Dans le 2°, le Département y travaille en mobilisant ses compétences légales : protection maternelle et infantile, prise en charge des mineurs en difficulté, fonctionnement des collèges, actions socio-éducatives, aide au logement des plus démunis, insertion, prise en charge des personnes âgées, handicapées ou en grande difficulté, accès aux soins.

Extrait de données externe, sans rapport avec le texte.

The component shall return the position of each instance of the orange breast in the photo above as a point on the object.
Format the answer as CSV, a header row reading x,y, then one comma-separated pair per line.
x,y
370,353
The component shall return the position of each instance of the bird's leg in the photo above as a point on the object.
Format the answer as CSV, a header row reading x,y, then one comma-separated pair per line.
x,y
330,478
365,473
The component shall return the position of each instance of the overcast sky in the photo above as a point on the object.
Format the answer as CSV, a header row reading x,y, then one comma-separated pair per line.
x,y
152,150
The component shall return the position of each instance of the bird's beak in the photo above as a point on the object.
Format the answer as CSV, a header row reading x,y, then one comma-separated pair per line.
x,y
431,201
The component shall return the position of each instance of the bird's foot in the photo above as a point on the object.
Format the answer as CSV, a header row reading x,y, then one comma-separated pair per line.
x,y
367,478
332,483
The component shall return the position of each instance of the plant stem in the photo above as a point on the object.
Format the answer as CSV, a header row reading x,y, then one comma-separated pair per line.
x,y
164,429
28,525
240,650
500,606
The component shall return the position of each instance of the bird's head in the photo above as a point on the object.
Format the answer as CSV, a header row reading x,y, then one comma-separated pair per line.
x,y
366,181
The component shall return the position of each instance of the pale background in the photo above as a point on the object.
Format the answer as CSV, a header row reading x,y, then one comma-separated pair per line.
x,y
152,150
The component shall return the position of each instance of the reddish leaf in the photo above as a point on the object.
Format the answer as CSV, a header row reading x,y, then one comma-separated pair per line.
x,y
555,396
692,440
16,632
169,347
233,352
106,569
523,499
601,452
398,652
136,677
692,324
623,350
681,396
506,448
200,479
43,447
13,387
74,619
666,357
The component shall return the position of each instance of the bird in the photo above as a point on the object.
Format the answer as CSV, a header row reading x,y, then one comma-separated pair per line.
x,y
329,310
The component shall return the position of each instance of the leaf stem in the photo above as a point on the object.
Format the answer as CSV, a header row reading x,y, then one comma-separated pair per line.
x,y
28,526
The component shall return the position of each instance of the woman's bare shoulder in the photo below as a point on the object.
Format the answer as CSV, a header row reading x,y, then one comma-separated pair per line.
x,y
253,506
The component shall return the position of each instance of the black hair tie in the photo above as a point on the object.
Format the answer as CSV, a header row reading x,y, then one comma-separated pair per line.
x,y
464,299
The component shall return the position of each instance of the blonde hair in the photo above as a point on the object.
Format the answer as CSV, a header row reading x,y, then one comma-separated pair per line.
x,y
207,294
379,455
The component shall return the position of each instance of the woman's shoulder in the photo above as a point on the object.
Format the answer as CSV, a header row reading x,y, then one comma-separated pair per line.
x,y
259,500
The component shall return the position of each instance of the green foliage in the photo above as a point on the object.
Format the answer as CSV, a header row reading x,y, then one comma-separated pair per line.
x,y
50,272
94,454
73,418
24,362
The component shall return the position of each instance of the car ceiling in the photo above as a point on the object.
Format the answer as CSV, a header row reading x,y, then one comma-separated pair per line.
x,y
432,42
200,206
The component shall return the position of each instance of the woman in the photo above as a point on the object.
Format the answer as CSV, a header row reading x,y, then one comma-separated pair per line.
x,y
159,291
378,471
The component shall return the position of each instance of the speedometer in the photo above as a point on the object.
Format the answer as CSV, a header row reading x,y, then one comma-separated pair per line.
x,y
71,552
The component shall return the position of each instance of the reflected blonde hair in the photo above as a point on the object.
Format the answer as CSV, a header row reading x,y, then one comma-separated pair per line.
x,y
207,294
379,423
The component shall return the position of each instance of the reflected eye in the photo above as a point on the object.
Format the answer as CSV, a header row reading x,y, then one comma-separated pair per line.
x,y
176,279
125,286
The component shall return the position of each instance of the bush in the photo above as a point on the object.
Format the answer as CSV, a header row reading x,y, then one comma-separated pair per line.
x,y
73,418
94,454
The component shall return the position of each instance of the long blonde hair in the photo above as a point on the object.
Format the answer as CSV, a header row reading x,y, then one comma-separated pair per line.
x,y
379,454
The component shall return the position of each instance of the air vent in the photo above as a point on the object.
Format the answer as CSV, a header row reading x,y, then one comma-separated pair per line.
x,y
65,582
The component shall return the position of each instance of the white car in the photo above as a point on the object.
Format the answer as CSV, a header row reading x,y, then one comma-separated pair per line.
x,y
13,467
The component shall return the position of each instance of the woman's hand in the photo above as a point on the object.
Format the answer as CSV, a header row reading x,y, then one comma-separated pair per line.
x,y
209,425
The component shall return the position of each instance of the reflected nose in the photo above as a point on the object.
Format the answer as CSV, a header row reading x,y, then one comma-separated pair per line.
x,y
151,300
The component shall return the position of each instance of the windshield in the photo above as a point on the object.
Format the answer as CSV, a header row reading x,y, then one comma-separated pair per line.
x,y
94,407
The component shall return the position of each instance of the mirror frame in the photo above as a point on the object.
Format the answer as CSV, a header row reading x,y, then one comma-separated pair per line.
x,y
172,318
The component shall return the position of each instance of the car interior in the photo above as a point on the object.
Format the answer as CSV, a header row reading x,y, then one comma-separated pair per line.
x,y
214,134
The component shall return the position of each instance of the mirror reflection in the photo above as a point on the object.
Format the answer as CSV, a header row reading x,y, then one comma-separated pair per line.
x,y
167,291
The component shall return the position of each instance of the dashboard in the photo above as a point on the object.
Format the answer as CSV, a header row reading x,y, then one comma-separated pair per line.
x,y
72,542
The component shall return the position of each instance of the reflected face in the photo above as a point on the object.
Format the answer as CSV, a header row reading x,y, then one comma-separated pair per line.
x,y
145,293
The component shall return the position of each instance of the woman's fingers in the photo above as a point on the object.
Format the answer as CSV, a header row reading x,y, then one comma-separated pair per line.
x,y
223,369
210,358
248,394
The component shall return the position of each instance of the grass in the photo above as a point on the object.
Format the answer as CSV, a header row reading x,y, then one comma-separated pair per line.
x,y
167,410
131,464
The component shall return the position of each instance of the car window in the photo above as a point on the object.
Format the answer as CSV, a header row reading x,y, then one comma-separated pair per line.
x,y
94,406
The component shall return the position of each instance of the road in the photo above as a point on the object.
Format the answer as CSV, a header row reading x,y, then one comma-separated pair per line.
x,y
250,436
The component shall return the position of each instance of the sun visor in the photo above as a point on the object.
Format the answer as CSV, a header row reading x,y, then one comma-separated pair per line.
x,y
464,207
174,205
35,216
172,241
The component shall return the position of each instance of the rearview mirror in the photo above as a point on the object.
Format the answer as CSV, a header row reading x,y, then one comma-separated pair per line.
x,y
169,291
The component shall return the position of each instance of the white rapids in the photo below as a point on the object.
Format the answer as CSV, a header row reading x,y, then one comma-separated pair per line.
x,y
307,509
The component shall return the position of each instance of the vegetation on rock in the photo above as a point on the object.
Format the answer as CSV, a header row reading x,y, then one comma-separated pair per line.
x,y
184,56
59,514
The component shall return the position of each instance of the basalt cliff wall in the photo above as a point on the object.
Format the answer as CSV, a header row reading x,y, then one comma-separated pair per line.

Mes priorités pour le mandat 2008-2014 :
- la création d’un nouvel hébergement pour adultes porteurs d’un handicap mental,
- la création de nouveaux logements par l’OPAC du Rhône,
- la création de « micro-crèches », afin d’aider les jeunes familles à se maintenir au cœur de la ville,
- la création entre Perrache et Cordeliers d’un nouveau lieu de vie pour personnes âgées dépendantes, éligible à l’APL et à l’aide sociale versée par le Département. Je m’appuye sur les compétences des professionnels de la MDR et des associations du 2° tournées vers les seniors pour préfigurer le projet. Ce pourrait être par exemple un domicile collectif pour une dizaine de personnes, y compris en couple, dont le suivi serait assuré par la mutualisation des interventions des services d’aide et de soins à domicile. Actuellement à l’étude, la réalisation devrait intervenir d’ici 2013,
- la création d’une plateforme de répit destinée aux aidants bénévoles de seniors atteints de la maladie d’Alzheimer.